Python - What’s Different About It | Meanderings in Scrum & Agility, Python, and Elsewhere

These are some notes on things about Python that have caught my attention as I learn the core language while coming from a background in PHP, C++ and JavaScript. The items are in no particular order.

1) Blocks of code are defined by indentation, not by braces or keywords

>>> m = 42
>>>   n = 13  # IndentationError: unexpected indent

2) Line breaks serve as statement terminators, usually

However, you are allowed to put multiple statements on the same line by separating them with semicolons (although this seems to be uncommon practice).

>>> a = 17; b = 34

On the other hand, the following is valid syntax.
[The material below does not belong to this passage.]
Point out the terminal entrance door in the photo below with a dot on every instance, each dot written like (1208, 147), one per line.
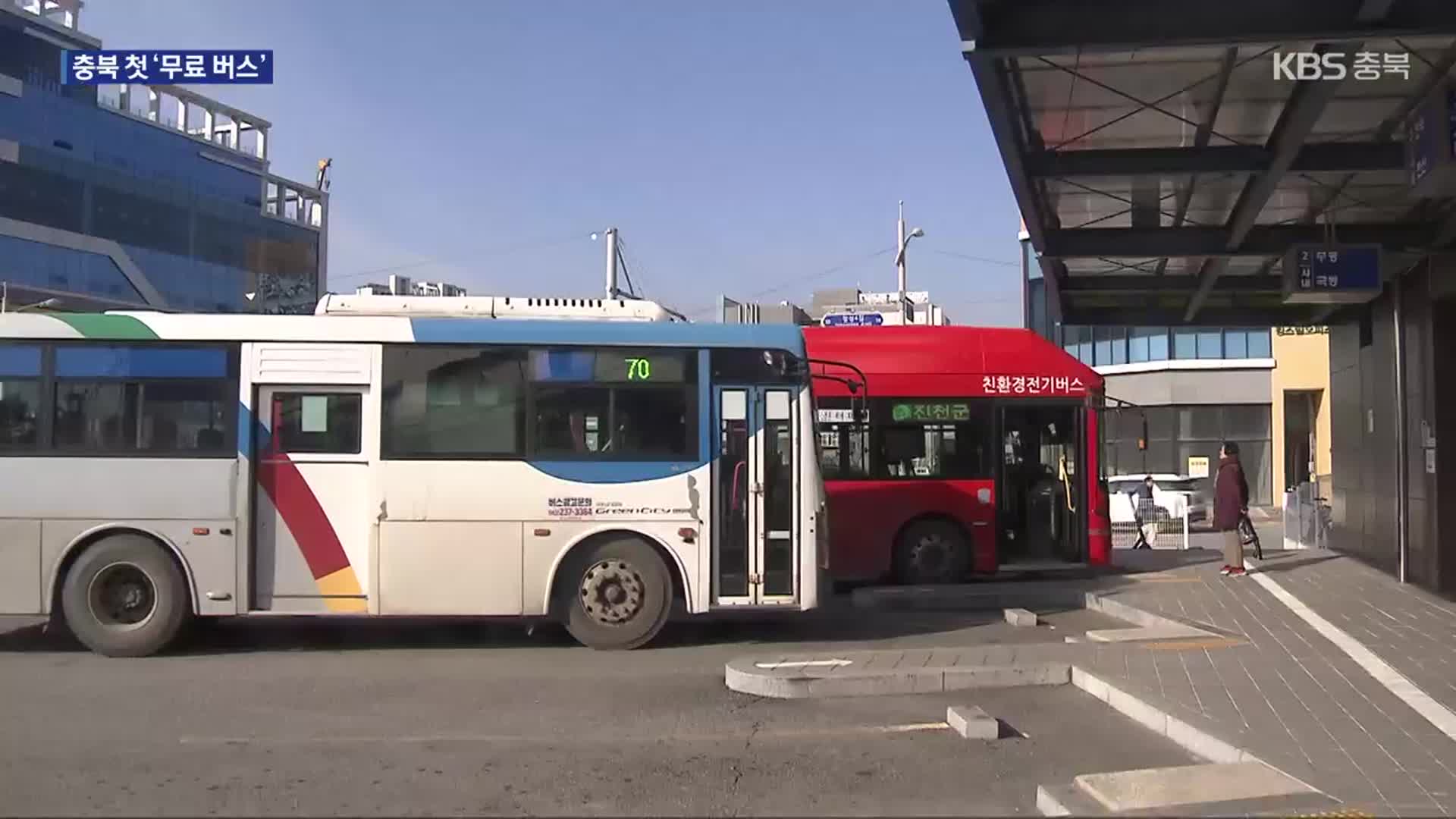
(755, 534)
Apparently, the left parenthesis causes the parser to hold its breath and expect a continuation of the statement on the next line.

>>> print(
... 'hello world')

3) Parameters can be passed either positionally or by name (aka keyword) or both

For example, given function

def foo(color, material, cost):

foo can be called in several ways.

foo('blue', 'steel', 5000)

foo(cost = 1000, color = 'red', material = 'wood')

You can mix keyword params with positional params but the positional params have to be provided first.

foo('purple', cost = 2000, material = 'denim')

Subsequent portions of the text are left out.